Siamo abituati a pensare alle supernovae come a fenomeni tra i più luminosi dell'universo, esplosioni stellari visibili fino a miliardi di anni luce di distanza. Ma quasi incredibilmente, si stima che circa il 20% di tutte le supernovae siano assolutamente oscure, non riuscendo ad emettere la luce dell'esplosione a causa della rapidità del collasso e dell'altrettanto rapida formazione del buco nero che fagocita tutto ciò che apparteneva alla stella progenitrice, compresa la luce dell'esplosione.
Quindi, se le stime sono corrette, 1 supernova su 5 risulterebbe del tutto invisibile e se avessimo la possibilità di osservare una stella nell'istante del collasso, la vedremmo semplicemente sparire dal cielo.
C'è però forse una via, nemmeno tanto indiretta, per registrare quel tipo di "supernovae fallite". Un sottoprodotto di quelle esplosioni sono i neutrini, e anche se finora abbiamo un unico precedente di rilevazione di neutrini derivanti da una supernova, la 1987A della Grande Nube di Magellano, i modelli ci dicono che tutte le supernovae li producono, e in quantità maggiore al crescere della massa del progenitore.
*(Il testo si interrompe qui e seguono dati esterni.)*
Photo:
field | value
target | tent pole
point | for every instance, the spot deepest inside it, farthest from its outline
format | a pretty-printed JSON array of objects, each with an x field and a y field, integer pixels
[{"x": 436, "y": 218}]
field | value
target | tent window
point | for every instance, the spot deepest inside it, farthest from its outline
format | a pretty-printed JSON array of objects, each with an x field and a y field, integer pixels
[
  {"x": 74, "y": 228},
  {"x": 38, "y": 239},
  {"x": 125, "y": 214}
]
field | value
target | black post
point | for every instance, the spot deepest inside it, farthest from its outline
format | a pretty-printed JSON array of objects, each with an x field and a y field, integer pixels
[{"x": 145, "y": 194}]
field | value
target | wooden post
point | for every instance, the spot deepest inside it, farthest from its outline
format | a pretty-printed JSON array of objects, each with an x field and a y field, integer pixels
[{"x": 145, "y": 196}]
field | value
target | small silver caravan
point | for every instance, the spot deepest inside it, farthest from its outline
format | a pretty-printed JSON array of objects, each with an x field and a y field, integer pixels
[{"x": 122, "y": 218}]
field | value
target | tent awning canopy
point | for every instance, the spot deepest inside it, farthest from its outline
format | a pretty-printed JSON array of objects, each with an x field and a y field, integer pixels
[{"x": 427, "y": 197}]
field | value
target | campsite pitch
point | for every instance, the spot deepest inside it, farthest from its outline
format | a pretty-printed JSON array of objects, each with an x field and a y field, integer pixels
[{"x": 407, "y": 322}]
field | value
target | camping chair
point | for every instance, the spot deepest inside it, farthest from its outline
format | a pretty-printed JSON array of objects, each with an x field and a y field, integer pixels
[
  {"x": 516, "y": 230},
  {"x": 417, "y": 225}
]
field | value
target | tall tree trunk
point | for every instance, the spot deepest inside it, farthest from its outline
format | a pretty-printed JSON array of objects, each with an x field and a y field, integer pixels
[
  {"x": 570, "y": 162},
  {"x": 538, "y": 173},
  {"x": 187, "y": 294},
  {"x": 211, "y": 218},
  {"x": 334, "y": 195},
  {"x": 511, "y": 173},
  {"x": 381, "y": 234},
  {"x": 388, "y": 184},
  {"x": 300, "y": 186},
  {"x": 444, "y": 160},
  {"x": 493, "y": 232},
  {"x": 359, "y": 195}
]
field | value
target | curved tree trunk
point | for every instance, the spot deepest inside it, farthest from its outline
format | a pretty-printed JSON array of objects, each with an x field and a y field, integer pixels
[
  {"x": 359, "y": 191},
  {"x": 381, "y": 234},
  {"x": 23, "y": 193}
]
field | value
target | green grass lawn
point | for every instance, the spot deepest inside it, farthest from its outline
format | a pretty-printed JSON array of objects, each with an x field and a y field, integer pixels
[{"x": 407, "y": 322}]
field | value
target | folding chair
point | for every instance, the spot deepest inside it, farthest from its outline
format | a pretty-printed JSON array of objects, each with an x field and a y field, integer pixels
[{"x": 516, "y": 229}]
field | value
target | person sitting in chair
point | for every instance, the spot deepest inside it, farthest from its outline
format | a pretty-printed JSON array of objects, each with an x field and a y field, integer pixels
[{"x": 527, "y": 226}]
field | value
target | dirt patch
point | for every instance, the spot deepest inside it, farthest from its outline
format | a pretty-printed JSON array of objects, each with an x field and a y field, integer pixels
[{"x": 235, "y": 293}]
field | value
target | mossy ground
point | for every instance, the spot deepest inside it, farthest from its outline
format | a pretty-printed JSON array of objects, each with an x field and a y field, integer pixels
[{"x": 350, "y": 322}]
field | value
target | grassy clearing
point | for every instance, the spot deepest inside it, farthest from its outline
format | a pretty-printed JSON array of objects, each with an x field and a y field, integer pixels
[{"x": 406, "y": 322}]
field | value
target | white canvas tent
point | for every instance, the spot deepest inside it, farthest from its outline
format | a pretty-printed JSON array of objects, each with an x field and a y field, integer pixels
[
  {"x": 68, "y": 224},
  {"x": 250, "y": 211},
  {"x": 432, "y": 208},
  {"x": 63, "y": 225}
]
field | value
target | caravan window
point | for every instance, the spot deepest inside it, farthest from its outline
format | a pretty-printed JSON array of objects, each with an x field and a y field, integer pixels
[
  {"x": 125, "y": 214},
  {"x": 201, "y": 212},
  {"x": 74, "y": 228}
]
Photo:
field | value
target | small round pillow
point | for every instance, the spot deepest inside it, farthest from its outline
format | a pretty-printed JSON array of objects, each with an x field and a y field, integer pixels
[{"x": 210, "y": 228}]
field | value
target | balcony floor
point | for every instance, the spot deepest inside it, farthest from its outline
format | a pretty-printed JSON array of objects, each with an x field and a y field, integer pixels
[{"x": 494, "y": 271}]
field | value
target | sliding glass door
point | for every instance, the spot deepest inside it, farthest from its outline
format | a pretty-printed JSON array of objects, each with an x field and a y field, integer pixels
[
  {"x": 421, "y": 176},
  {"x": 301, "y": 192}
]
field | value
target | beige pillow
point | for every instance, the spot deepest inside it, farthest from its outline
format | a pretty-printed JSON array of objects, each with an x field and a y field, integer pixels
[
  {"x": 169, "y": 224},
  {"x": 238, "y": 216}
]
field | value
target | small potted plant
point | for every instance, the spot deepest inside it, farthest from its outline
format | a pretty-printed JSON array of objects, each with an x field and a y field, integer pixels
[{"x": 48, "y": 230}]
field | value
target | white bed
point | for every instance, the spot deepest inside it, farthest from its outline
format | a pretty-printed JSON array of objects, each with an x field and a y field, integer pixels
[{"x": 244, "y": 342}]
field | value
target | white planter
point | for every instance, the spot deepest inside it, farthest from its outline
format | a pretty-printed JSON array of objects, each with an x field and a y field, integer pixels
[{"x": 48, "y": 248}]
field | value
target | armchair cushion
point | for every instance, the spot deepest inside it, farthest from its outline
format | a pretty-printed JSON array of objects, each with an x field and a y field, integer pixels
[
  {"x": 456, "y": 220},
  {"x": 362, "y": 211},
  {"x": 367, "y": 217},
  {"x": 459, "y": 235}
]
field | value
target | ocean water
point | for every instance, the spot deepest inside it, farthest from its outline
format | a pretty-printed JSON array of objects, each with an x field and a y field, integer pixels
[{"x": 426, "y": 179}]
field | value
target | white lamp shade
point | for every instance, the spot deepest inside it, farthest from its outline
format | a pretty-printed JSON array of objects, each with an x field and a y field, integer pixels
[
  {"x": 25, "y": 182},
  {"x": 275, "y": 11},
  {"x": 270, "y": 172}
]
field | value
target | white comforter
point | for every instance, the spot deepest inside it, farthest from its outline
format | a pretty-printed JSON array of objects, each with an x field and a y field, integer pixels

I neutrini prodotti all'inizio del collasso riuscirebbero a sfuggire al nascente buco nero e potrebbero quindi segnalare all'esterno l'avvenuta esplosione stellare. Questa possibilità è stata presa in considerazione da Lili Yang (Arizona State University) e Cecilia Lunardini (Brookhaven National Laboratory) in un lavoro di prossima pubblicazione.
Le due ricercatrici calcolano che se oggi i rivelatori di neutrini consentono di rivelare solo 1-3 eventi neutrinici da supernovae galattiche o delle Nubi di Magellano nel corso di un secolo, i rivelatori della prossima generazione, circa 1000 volte più grandi secondo i progetti, potranno catturare neutrini di esplosioni avvenute fino a 13 milioni di anni luce di distanza, includendo quindi non solo M31 in Andromeda, ma anche diverse galassie con elevato tasso di formazione stellare e quindi con elevato tasso di supernovae.
Il maggior volume di universo "osservabile" porterà quindi all'identificazione dell'avvenuta esplosione o, meglio, implosione, di un certo numero di supernovae oscure
, forse una ogni 10 anni. L'energia dei loro neutrini (attorno a 56 MeV, contro i 33 MeV delle supernovae visibili) e la brevissima durata del flusso in transito (circa 1 secondo, contro circa i 10 secondi del restante 80% di eventi) permetterà di discriminare la loro reale provenienza.